Dedication to public service defines Millar’s tale
Deputy president’s tribute to civic values
"When there’s distrust or a lack of faith in the public sector, it’s a sign of a society in trouble…"
Mark Millar has spent his long career battling against a huge misconception – the received wisdom, which never entirely disappears, that the public sector is somehow a burden, a necessary though regrettable nuisance, where people only work if they can’t cut it in the fast lane of free enterprise.
All nonsense, and Mark has dedicated his professional life to proving the opposite, most recently as the CEO at St Elizabeth Hospice in Suffolk, England.
He argues eloquently and persuasively that both sectors are as important to the economy and the life of a nation as the other.

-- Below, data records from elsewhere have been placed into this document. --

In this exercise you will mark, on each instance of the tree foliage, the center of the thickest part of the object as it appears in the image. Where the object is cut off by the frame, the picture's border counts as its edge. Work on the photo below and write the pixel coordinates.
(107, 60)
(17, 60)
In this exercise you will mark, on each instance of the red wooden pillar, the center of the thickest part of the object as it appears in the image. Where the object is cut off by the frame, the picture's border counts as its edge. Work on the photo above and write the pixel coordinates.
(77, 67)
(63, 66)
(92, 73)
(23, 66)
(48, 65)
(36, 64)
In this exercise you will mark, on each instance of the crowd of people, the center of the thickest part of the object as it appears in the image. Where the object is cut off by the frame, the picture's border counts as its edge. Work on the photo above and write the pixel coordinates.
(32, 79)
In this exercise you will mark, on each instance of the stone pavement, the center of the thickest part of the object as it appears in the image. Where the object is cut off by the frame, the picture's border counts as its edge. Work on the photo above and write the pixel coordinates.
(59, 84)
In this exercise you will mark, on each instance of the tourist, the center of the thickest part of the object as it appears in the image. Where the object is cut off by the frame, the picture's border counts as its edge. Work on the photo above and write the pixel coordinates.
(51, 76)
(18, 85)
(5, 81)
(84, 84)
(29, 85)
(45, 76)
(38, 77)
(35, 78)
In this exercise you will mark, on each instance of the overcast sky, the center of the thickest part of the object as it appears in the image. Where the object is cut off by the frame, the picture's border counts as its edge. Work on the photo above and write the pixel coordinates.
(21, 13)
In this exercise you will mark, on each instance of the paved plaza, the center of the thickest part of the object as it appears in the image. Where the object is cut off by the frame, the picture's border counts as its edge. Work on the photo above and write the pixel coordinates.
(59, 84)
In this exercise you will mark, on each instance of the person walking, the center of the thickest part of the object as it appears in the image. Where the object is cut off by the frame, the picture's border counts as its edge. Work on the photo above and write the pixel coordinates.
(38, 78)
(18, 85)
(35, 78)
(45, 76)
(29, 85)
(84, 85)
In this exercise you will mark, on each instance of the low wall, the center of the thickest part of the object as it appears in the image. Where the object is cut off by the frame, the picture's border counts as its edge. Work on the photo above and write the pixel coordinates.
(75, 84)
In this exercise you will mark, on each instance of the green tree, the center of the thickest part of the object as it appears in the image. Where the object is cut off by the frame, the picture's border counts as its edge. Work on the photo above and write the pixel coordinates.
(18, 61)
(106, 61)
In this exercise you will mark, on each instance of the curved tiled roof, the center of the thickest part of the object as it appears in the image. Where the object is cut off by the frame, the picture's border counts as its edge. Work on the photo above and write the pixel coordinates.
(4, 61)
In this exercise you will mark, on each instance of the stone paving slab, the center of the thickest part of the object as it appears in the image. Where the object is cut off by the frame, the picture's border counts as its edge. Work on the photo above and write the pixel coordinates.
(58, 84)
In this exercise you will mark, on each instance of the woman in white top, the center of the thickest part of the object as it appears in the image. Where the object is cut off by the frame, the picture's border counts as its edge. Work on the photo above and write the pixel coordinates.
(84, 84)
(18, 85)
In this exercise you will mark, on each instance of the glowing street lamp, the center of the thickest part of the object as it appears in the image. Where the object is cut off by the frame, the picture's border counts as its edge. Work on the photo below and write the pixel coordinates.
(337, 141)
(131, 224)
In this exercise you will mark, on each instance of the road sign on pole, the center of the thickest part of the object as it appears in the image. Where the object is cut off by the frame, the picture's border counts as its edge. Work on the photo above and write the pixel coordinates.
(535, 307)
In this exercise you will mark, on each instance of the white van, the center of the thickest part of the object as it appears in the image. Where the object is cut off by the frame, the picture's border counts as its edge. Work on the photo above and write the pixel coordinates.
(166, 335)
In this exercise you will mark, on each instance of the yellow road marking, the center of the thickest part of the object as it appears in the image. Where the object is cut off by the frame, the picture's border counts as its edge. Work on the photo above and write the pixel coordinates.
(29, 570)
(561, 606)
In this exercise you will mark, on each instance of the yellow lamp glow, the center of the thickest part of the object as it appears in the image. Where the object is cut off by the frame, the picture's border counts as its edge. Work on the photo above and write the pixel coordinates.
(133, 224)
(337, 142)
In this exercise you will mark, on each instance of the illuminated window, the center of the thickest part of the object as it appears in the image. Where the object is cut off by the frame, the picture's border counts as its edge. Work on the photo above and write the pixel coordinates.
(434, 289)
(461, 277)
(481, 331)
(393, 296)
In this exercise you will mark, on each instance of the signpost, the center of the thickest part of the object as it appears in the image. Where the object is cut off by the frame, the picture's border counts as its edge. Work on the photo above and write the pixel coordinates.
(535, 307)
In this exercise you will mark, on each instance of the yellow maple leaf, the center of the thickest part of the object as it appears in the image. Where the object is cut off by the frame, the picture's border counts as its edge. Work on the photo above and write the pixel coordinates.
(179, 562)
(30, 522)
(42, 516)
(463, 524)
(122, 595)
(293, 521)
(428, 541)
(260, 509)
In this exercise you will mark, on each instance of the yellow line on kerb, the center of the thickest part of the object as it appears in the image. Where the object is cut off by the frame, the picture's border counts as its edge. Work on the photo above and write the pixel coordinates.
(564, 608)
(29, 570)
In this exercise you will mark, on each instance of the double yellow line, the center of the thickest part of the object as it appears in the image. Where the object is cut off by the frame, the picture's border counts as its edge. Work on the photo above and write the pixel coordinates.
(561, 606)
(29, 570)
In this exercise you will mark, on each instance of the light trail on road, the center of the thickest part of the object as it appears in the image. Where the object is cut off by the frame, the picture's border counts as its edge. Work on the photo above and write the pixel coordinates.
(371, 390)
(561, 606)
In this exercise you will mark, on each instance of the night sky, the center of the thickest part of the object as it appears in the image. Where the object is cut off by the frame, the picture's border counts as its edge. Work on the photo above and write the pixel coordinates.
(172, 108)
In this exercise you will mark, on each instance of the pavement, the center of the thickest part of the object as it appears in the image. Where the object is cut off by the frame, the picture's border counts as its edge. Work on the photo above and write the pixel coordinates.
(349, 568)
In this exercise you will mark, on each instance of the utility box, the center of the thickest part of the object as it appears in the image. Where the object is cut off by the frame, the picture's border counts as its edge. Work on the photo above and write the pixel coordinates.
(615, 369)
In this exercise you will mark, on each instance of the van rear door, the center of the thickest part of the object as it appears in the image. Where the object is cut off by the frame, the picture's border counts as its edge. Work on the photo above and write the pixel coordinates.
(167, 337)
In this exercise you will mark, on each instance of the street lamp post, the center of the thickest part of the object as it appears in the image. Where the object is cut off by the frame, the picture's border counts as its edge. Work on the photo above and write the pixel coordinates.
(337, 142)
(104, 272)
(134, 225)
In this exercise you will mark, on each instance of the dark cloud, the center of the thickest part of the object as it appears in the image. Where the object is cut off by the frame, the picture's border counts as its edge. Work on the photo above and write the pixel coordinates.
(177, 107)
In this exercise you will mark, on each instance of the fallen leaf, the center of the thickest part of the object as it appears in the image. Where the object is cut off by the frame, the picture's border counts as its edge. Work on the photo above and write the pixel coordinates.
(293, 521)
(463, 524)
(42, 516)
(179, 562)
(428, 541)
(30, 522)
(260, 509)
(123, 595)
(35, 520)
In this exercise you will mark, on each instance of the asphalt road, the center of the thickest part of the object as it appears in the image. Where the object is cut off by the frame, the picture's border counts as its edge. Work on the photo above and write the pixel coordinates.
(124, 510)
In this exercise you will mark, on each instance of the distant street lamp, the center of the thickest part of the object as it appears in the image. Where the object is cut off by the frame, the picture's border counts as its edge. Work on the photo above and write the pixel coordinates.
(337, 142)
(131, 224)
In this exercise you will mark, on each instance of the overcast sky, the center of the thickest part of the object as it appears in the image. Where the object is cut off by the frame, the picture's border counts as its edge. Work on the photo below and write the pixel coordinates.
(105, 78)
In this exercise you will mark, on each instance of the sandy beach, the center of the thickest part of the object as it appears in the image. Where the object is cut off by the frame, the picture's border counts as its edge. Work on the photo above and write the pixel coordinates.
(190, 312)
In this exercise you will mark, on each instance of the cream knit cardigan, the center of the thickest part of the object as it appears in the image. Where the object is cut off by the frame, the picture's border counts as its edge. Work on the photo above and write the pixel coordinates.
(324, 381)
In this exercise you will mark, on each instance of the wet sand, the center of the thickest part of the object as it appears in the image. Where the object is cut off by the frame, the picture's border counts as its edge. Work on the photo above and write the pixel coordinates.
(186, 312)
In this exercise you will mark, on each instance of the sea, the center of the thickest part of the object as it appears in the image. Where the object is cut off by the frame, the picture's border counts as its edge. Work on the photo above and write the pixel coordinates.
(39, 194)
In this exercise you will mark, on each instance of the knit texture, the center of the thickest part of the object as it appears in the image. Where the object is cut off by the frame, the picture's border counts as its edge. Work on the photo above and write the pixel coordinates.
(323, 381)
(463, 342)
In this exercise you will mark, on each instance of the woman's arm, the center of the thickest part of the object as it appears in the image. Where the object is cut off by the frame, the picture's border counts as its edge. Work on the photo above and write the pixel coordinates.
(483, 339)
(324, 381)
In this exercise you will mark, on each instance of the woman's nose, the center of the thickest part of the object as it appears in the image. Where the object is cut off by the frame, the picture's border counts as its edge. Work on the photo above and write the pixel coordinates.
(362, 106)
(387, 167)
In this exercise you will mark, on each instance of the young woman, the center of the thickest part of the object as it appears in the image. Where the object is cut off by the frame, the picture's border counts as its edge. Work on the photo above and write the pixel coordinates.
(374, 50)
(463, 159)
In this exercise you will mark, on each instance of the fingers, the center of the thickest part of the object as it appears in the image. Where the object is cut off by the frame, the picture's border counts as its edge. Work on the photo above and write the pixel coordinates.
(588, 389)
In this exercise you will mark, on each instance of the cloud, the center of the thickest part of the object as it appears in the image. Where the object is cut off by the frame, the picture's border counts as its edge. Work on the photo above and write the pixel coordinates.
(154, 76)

Success is found where a strong and vibrant commercial sector sits alongside a well-run public sector.
‘I chose to work in public health as a fresh-faced young accountant more than 40 years ago, long before I had this white beard, and I’ve never regretted it for a moment,’ he said.
‘Quite the opposite.’
Active, vigorous, vibrant
‘The more time I have spent in the sector, with so many incredible colleagues, the more I have been convinced that it is every inch as creative, innovative and forward-thinking as private business.’
But it’s more than just an economic question for Mark.
He champions public activity as a vital element in a healthy society, and brings that advocacy to his role as deputy president of ACCA.
‘In its essence the public sector has always been the place where people come together to get things done, to make the world a better place for all, and to provide the vital services people need.
‘We need an active, vigorous, vibrant public sector more than ever,’ he said.
Civilised and caring
‘That’s because I believe that investing in civic projects and supporting services which benefit all people is the mark of a civilised and caring society.’
This matters even more now, when the rhetoric against the worth of publicly-funded services is ramping up more fiercely than ever in some parts of the world.
‘We know from bitter experience in history that when there’s distrust, or a lack of faith in the public sector, it’s a sign of a society in trouble. Wherever we’ve seen leaders declare that the public sector is rotten, corrupt or incapable of serving the people, we’ve seen a weakening of democracy, a slide to tyranny and restrictions on freedom.’
First lines of defence
‘That’s how important a strong public sector is for me.’
Mark says that accountants can serve as the front line in the defence of civic values.
‘We all know that corruption can exist in all societies and in all forms of economic activity, and that’s why professional accountancy makes such a vital contribution to public life. It sets an example, lays down standards and serves as a watchdog in calling out corruption and the creaming off of public funds. Those of us who work in the public sector hold particular positions of trust and need to be role models for our standards, ethics and behaviour.
Leadership and standards
‘My experience has shown that professional accountants really grab hold of the idea that there is a purpose in what they do, and in what they contribute to the public good.
‘That’s what drives them - to get the best value they possibly can out of the public purse.
‘As business owners increasingly look for broader benefits than simply profit, and the use of public money comes under ever increasing scrutiny, the skills required in each sector become increasingly interchangeable. Public sector accounting is a job and a career well worth pursuing and deserves to attract its fair share of talent.
"It’s serious, demanding and difficult work, but I know from my own life that it is fascinating and endlessly satisfying"
‘I believe that even societies and nations which put the free market and private enterprise first in their economic models must still be based on a strong public sector, where private profits help sustain a good environment; infrastructure that works; and public services which make a civilised and happy society for all citizens.
‘I think that the battle to defend public value, to maximise the spending power of the public purse, is going to be such an important theme in the next few years.
‘It’s serious, demanding and difficult work, but I know from my own life in the public sector that it is fascinating and endlessly satisfying.’